Although outdated credit card technologies increase security risks, a bigger concern lies in the simplicity of a retailer machines. Because payment companies have no direct jurisdiction over how transactions are processed in a store, this makes it possible for hackers to use stolen credit data elsewhere. IB Times reports that nearly 5,000 suspects have been arrested in massive credit card information-theft rings. This suggests that your personal data may be passed around in vast underground circles before they’re eventually used to make fraudulent purchases. Without a PIN or the microchip, your card — and the company that issues it — are nearly powerless to stop data theft. Even worse, it’s very difficult to verify whether you truly bought something, or an actual fraud victim.
Perhaps the most frightening credit card risk today is radio frequency identification (RFID) scanning, which uses credit card smart chip electronic signatures to collect and store information. RFID scanning relies on indirect and long-range attacks to steal your card’s information. However, major credit card companies support their current RFID protection model and insist that it’s bulletproof — but, if that’s true, how is smart chip information being stolen? And while many companies have put countermeasures in place, hackers are constantly working on increasingly-intelligent ways to steal your credit card information, without ever touching it.
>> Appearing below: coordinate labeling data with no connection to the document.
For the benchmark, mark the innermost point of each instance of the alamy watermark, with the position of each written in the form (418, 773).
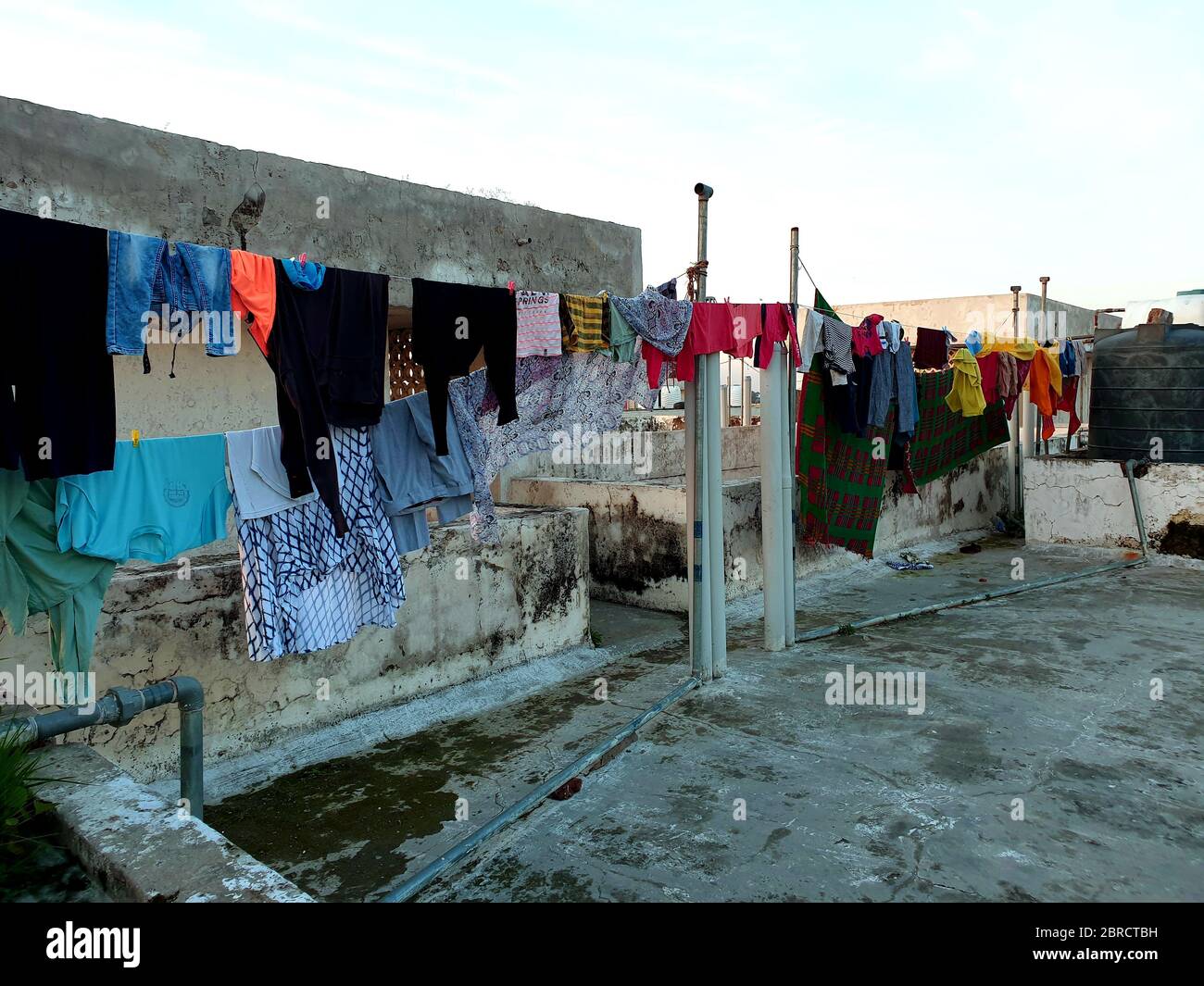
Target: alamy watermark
(606, 448)
(883, 688)
(177, 327)
(23, 686)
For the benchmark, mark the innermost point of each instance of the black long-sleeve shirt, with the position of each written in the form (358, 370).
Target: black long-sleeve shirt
(328, 352)
(453, 323)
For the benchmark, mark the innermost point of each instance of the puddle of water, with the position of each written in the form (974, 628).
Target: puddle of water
(44, 872)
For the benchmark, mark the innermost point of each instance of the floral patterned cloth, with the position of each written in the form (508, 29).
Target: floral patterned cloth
(553, 395)
(658, 319)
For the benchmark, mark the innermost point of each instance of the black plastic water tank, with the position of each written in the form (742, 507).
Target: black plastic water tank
(1148, 383)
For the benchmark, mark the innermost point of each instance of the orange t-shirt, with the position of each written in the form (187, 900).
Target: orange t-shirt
(253, 293)
(1040, 392)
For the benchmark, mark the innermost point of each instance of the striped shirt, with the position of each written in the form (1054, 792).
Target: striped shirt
(584, 323)
(838, 344)
(538, 319)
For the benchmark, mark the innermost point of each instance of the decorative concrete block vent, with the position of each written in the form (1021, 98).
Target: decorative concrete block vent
(470, 610)
(1074, 500)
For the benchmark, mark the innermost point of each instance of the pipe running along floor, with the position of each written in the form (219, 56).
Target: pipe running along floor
(1039, 769)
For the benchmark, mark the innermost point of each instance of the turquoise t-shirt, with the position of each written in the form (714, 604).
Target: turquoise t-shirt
(161, 499)
(36, 577)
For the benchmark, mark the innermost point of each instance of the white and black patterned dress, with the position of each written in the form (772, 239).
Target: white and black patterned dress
(305, 588)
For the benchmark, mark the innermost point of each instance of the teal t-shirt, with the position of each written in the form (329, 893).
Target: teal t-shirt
(161, 499)
(36, 577)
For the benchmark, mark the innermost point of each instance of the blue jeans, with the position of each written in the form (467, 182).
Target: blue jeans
(145, 277)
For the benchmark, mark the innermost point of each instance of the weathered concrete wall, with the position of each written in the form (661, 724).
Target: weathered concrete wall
(638, 535)
(113, 175)
(966, 500)
(470, 610)
(982, 312)
(634, 456)
(1071, 500)
(139, 846)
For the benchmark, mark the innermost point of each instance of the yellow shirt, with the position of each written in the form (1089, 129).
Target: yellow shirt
(1022, 349)
(967, 393)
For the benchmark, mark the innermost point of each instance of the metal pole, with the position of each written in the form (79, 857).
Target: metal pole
(773, 573)
(1046, 336)
(711, 557)
(787, 453)
(717, 573)
(1018, 426)
(701, 662)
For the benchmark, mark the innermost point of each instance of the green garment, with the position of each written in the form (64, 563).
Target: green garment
(622, 339)
(36, 577)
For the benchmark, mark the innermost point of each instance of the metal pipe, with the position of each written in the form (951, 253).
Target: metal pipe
(530, 801)
(717, 572)
(1136, 505)
(771, 507)
(696, 490)
(119, 706)
(1018, 437)
(1044, 337)
(829, 631)
(710, 474)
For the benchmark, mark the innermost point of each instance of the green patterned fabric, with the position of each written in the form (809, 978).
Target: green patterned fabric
(841, 476)
(944, 440)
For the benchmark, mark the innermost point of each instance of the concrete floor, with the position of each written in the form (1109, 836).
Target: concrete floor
(1043, 697)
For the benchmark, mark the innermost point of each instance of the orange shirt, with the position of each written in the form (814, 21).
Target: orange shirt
(253, 293)
(1040, 392)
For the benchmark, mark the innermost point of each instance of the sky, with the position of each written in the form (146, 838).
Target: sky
(925, 149)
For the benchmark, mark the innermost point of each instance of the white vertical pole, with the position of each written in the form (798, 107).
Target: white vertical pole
(696, 553)
(717, 573)
(701, 650)
(771, 555)
(1020, 438)
(787, 457)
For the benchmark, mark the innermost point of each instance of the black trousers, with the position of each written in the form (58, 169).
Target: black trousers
(56, 409)
(453, 323)
(328, 351)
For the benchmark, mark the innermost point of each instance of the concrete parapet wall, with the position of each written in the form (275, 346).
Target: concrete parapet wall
(470, 610)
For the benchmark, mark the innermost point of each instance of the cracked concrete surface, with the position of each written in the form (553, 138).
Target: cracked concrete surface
(1043, 697)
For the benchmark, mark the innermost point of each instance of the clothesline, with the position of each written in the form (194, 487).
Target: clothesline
(908, 325)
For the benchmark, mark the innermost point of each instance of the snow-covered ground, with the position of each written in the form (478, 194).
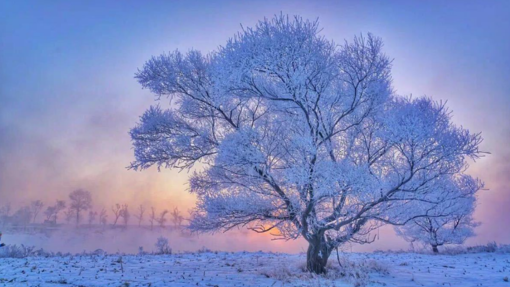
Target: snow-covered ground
(257, 269)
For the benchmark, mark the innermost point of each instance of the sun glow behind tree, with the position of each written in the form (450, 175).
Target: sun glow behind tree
(299, 134)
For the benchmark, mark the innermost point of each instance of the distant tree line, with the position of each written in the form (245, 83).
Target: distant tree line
(78, 210)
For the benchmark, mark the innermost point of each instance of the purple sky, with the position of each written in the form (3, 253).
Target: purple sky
(68, 97)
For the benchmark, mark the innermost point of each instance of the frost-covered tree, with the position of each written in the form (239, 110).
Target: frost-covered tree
(81, 200)
(116, 209)
(124, 214)
(139, 216)
(92, 217)
(36, 207)
(103, 217)
(177, 217)
(295, 134)
(52, 212)
(450, 221)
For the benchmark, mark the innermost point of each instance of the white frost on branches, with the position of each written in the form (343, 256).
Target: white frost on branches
(297, 133)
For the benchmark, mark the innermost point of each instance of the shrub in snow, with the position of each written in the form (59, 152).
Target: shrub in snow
(162, 246)
(298, 134)
(450, 221)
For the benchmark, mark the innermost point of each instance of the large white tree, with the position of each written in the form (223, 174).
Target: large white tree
(292, 133)
(449, 222)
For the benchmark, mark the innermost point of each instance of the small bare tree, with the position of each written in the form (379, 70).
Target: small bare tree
(103, 217)
(92, 216)
(152, 217)
(35, 208)
(52, 212)
(81, 200)
(5, 211)
(139, 216)
(116, 212)
(124, 214)
(177, 217)
(161, 220)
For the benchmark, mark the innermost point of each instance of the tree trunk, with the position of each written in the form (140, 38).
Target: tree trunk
(317, 256)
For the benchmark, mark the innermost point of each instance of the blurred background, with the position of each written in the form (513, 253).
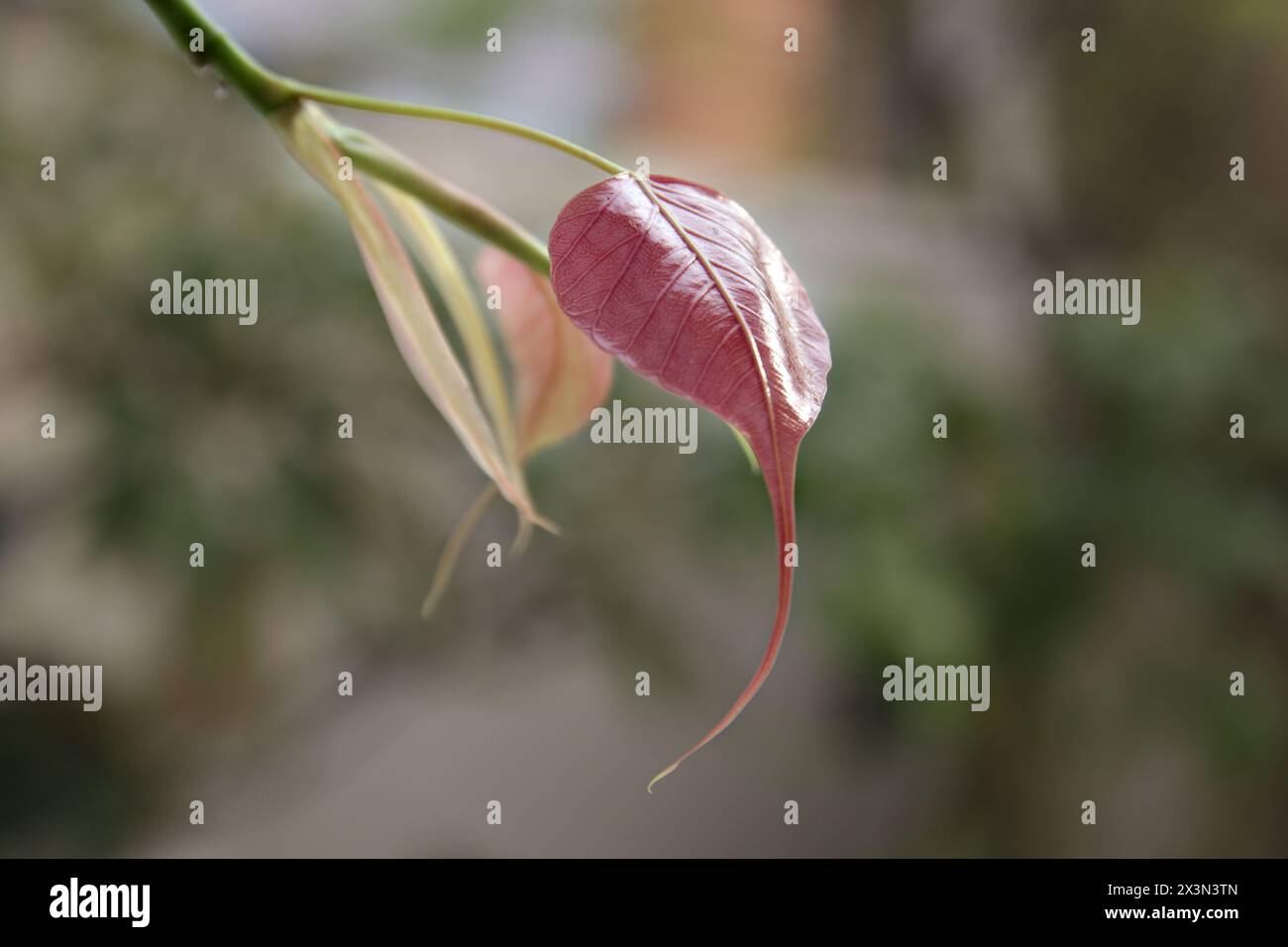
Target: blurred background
(1109, 684)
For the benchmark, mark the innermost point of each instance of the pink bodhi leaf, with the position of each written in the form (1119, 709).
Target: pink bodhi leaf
(682, 285)
(559, 376)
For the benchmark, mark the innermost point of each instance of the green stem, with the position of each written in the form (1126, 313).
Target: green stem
(465, 209)
(268, 90)
(348, 99)
(262, 88)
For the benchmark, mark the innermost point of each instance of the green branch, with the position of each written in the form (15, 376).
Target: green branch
(268, 90)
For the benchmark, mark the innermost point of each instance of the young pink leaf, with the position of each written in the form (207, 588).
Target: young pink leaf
(559, 375)
(682, 285)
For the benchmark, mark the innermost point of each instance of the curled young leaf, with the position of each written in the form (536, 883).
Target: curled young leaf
(307, 134)
(559, 376)
(682, 285)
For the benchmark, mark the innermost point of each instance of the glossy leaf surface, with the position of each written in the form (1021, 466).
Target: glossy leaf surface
(683, 286)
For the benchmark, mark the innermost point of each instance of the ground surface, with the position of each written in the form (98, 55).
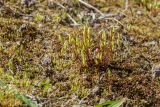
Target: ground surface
(41, 58)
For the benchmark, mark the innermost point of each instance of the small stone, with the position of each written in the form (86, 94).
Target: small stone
(46, 60)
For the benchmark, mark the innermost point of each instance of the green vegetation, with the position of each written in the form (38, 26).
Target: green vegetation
(68, 52)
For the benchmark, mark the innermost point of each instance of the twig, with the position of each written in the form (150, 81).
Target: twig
(90, 6)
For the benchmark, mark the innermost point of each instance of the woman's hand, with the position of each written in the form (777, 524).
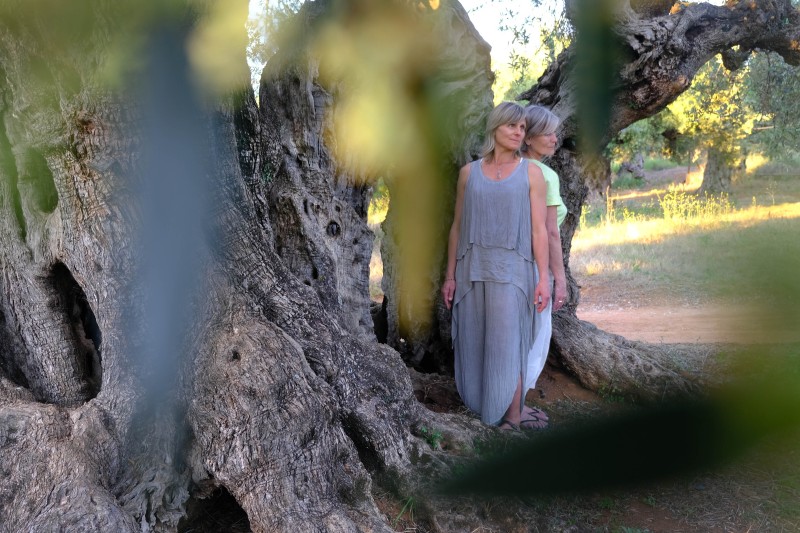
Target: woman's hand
(448, 291)
(559, 295)
(541, 295)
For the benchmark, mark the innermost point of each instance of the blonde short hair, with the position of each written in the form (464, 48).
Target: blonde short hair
(503, 113)
(539, 121)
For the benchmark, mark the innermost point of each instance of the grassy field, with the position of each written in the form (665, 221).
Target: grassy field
(665, 243)
(662, 244)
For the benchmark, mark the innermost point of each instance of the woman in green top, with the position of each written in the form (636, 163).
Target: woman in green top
(540, 142)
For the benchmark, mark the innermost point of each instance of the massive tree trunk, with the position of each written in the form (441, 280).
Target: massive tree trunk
(123, 396)
(660, 55)
(661, 49)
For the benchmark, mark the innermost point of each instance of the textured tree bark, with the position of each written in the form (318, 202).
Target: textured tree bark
(661, 55)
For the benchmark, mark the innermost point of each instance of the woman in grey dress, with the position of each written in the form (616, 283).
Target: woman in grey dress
(497, 241)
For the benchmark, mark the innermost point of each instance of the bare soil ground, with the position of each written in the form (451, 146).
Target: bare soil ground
(760, 493)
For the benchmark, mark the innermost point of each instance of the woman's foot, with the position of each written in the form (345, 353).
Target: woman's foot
(507, 425)
(533, 418)
(528, 412)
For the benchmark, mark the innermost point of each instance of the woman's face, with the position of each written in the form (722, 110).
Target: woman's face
(509, 136)
(540, 146)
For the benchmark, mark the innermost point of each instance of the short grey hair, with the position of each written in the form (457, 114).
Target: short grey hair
(503, 113)
(539, 121)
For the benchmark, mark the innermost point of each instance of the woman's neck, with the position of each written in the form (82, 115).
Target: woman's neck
(503, 156)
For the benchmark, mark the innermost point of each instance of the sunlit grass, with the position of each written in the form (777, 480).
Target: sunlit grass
(681, 249)
(628, 230)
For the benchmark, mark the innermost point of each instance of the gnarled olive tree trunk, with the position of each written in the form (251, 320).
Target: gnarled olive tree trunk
(269, 391)
(661, 48)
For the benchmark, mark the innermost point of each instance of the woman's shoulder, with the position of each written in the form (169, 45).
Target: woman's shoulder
(545, 169)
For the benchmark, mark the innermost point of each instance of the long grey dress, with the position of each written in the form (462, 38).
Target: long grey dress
(493, 309)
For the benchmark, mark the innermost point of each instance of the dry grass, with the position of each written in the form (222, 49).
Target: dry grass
(699, 252)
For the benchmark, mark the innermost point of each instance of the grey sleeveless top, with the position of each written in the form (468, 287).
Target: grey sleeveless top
(494, 243)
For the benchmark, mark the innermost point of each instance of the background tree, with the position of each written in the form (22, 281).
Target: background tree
(713, 114)
(773, 93)
(249, 373)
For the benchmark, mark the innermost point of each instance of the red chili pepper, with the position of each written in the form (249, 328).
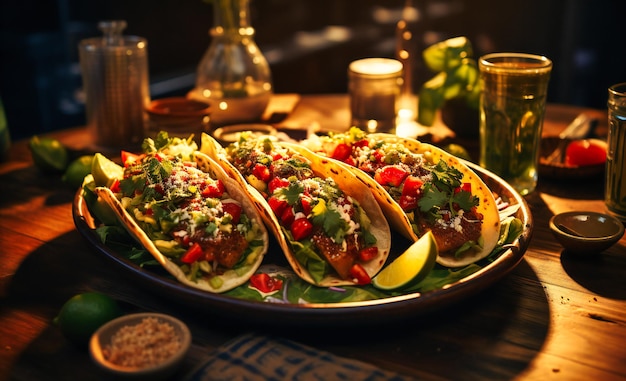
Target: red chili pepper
(342, 152)
(194, 253)
(233, 209)
(368, 253)
(358, 273)
(301, 228)
(265, 283)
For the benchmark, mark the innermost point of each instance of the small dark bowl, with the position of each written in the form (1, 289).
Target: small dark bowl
(102, 337)
(586, 232)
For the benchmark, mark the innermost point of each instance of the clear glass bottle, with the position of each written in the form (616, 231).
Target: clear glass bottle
(233, 76)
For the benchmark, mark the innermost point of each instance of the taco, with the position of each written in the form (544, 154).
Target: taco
(421, 188)
(186, 211)
(329, 226)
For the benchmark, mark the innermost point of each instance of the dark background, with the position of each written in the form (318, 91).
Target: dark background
(40, 81)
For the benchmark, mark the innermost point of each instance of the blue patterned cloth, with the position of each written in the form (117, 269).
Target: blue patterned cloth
(260, 358)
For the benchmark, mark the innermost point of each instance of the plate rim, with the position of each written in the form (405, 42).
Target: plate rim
(377, 310)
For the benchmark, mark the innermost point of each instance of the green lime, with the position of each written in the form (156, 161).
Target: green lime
(48, 154)
(84, 313)
(411, 267)
(105, 171)
(458, 151)
(77, 170)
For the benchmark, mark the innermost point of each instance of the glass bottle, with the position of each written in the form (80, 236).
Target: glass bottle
(233, 76)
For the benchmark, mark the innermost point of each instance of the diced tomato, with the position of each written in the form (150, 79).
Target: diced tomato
(115, 187)
(287, 216)
(368, 253)
(265, 283)
(277, 205)
(215, 189)
(192, 254)
(412, 186)
(407, 202)
(128, 158)
(276, 183)
(360, 276)
(361, 143)
(301, 228)
(378, 156)
(233, 209)
(390, 175)
(305, 201)
(261, 172)
(341, 152)
(465, 187)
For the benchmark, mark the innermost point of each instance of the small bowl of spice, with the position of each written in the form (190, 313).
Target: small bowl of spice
(141, 345)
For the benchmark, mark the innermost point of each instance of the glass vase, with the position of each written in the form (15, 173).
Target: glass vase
(233, 75)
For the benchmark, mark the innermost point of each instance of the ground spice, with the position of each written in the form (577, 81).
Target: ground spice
(145, 344)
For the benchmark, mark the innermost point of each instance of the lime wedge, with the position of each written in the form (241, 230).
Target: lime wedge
(105, 171)
(410, 267)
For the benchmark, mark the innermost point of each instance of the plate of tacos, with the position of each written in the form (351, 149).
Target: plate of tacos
(272, 232)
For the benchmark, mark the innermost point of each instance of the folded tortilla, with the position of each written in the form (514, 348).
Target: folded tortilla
(230, 278)
(401, 222)
(322, 168)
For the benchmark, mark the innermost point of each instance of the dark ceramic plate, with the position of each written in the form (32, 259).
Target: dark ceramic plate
(561, 171)
(381, 310)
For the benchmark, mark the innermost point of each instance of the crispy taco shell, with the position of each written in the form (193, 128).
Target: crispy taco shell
(344, 178)
(401, 222)
(231, 278)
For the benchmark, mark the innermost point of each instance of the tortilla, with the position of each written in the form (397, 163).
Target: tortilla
(401, 222)
(231, 278)
(345, 180)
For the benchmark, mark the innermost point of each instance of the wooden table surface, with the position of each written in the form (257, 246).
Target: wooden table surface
(555, 316)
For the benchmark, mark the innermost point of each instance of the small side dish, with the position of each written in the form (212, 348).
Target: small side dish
(143, 344)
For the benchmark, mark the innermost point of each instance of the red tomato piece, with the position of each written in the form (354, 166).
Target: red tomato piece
(233, 209)
(128, 158)
(412, 186)
(342, 152)
(261, 172)
(368, 253)
(301, 228)
(265, 283)
(390, 175)
(215, 189)
(360, 276)
(276, 183)
(407, 202)
(192, 254)
(585, 152)
(287, 217)
(278, 206)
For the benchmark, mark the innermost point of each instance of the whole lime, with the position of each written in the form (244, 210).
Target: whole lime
(77, 170)
(84, 313)
(48, 154)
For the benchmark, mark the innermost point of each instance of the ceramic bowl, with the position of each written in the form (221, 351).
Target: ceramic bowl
(586, 232)
(102, 338)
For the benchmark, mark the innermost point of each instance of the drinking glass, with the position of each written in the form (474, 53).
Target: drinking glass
(374, 86)
(615, 175)
(512, 107)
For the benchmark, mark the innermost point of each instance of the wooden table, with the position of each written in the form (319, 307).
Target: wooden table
(554, 316)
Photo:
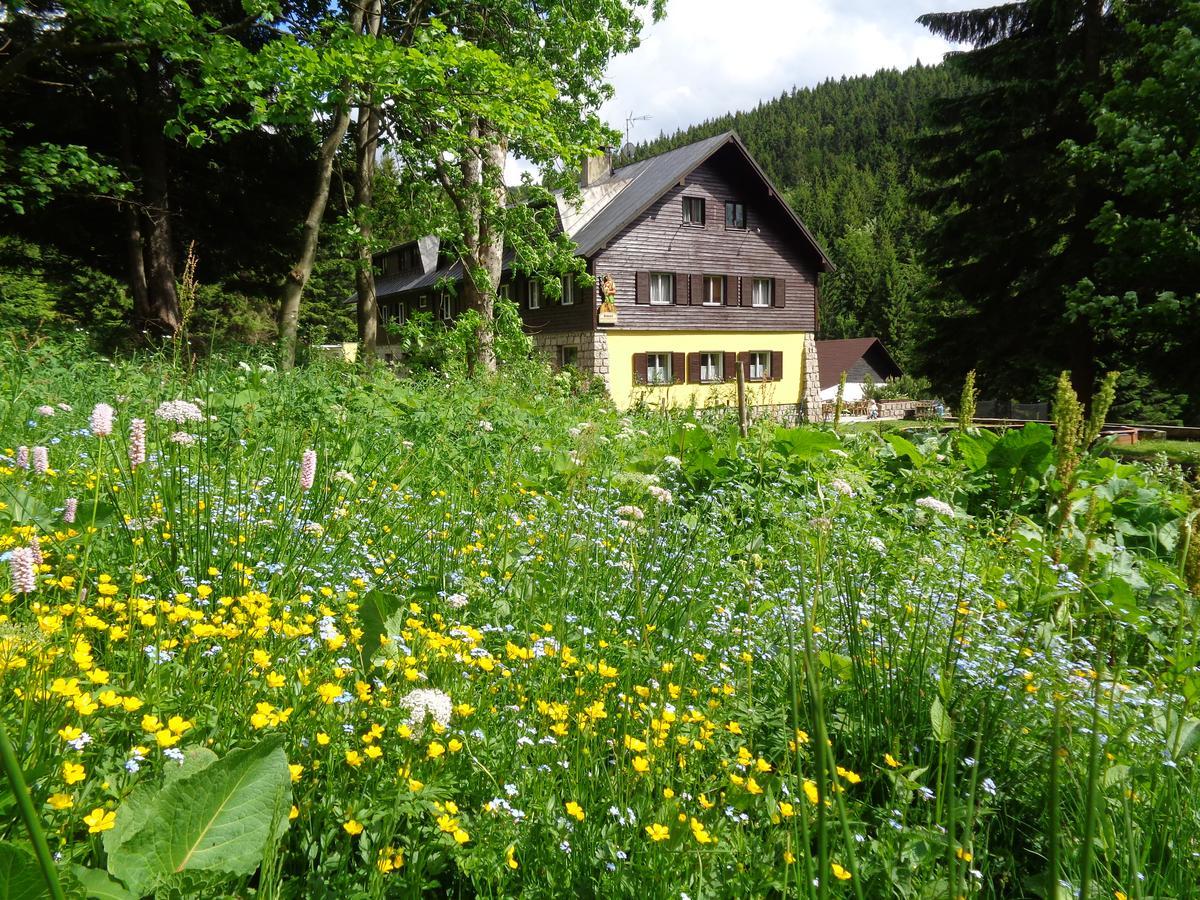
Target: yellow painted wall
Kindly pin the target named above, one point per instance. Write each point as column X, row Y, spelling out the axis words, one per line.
column 623, row 345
The modern credit card is one of the most convenient and portable ways to pay for goods and services, but it can also be the most vulnerable. With that in mind, always be sure to treat your card with the same respect as cash because the chances of losing your funds aren’t very different between the two systems. Although major retail and payment processing companies are constantly working to improve credit card security, your best defense remains personal awareness. You, the consumer, should always be the first line of defense.